The goal of Kindling is trying to help users understand the app behavior from kernel to user code stack. With the service map, network detail breakdown, and network-related metric, users can triage issues and route them to the corresponding team. With our trace-profiling, users can pinpoint the root cause in seconds.
We have found that issues triage works well in the Kubernetes environment. If you find any issue that can’t be identified which part(network, app code, infrastructure) causes the problem, please let us know. We will spend more time on triage work.
As far as we know, even with tracing, metrics, and logging, users still can’t pinpoint the root cause easily, so Kindling will spend more effort to help users find it with trace-profiling.
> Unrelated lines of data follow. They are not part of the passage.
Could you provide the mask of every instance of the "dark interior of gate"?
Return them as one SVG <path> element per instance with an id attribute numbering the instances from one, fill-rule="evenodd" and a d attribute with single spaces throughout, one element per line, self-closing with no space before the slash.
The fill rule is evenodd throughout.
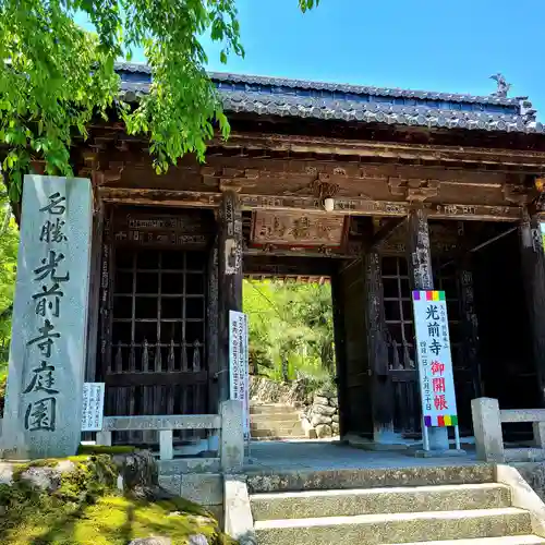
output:
<path id="1" fill-rule="evenodd" d="M 340 246 L 304 241 L 298 255 L 274 217 L 258 223 L 255 216 L 242 217 L 246 277 L 331 281 L 341 436 L 419 438 L 405 223 L 371 246 L 390 219 L 330 218 L 342 226 Z M 106 414 L 217 412 L 217 231 L 211 210 L 108 208 L 95 376 L 107 386 Z M 259 233 L 288 240 L 264 251 Z M 519 234 L 509 223 L 435 220 L 429 241 L 434 288 L 445 290 L 448 304 L 460 427 L 470 435 L 474 397 L 496 397 L 505 408 L 540 403 Z M 348 258 L 341 250 L 354 244 L 360 255 Z M 179 445 L 195 438 L 177 436 Z M 157 436 L 118 434 L 117 441 L 154 445 Z"/>

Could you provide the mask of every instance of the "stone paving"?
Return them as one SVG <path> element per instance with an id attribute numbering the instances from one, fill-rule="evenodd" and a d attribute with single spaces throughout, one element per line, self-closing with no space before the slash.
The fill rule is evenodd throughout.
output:
<path id="1" fill-rule="evenodd" d="M 471 445 L 457 457 L 416 458 L 415 449 L 370 451 L 336 440 L 253 441 L 246 453 L 245 470 L 335 470 L 368 468 L 414 468 L 473 465 L 479 463 Z"/>

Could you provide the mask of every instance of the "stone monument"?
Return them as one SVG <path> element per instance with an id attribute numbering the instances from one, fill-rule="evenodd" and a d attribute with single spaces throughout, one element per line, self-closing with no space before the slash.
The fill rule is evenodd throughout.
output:
<path id="1" fill-rule="evenodd" d="M 89 180 L 25 175 L 3 458 L 80 445 L 92 216 Z"/>

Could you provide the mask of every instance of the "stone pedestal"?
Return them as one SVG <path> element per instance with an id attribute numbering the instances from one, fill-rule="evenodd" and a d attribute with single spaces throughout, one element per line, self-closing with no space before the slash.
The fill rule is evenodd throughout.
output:
<path id="1" fill-rule="evenodd" d="M 479 398 L 471 401 L 477 459 L 505 462 L 501 419 L 497 399 Z"/>
<path id="2" fill-rule="evenodd" d="M 26 175 L 1 450 L 75 455 L 86 354 L 90 182 Z"/>

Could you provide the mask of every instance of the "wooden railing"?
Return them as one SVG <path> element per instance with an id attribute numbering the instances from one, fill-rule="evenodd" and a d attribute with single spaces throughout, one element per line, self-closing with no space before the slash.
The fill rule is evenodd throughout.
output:
<path id="1" fill-rule="evenodd" d="M 105 416 L 102 431 L 97 433 L 97 445 L 110 446 L 113 432 L 159 432 L 161 460 L 174 458 L 173 432 L 215 431 L 219 435 L 219 458 L 225 472 L 242 468 L 244 433 L 242 403 L 223 401 L 219 414 L 174 414 L 159 416 Z"/>
<path id="2" fill-rule="evenodd" d="M 479 398 L 471 402 L 476 453 L 486 462 L 545 460 L 545 409 L 500 410 L 497 399 Z M 533 446 L 506 448 L 501 424 L 532 423 Z"/>

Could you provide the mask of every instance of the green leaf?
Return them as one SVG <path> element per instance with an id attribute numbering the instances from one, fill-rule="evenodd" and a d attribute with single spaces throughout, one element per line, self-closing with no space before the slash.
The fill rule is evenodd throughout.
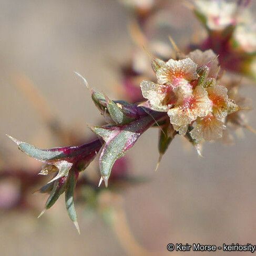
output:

The following work item list has been identified, and we will prioritize these work items based on the feedback of the community. If you want some work to be done first or have some suggestions for pinpointing root causes, please join our bi-weekly meeting or the WeChat group, and let us know your thoughts.
- Skywalking integration to get the trace info. (Done)
- Opentelmentry integration to get the trace info. (TBD)
- Pinpoint integration to get the trace info. (TBD)
- Prometheus integration for detailed IO metrics, network metrics, and CPU metrics. (TBD)
- Java code stack enhancement for network, file, and lock to help users understand how the userspace code causes the trace in waiting status. (TBD)
- Java code flame graph and native code flame graph coexist (Currently only Java code flame graph has been used). (TBD)
- Trace-profiling for Go/C/C++, currently trace-profiling only supports Java. (TBD)
- Trace-profiling sample strategy without intervention to keep those valuable profiling results. (TBD)
- Prometheus alert rule management. (TBD)
- Python Anomaly Detection Toolkit (ADTK) be used for threshold in Prometheus alert rules(TBD)
- Standard version of Kindling（TBD）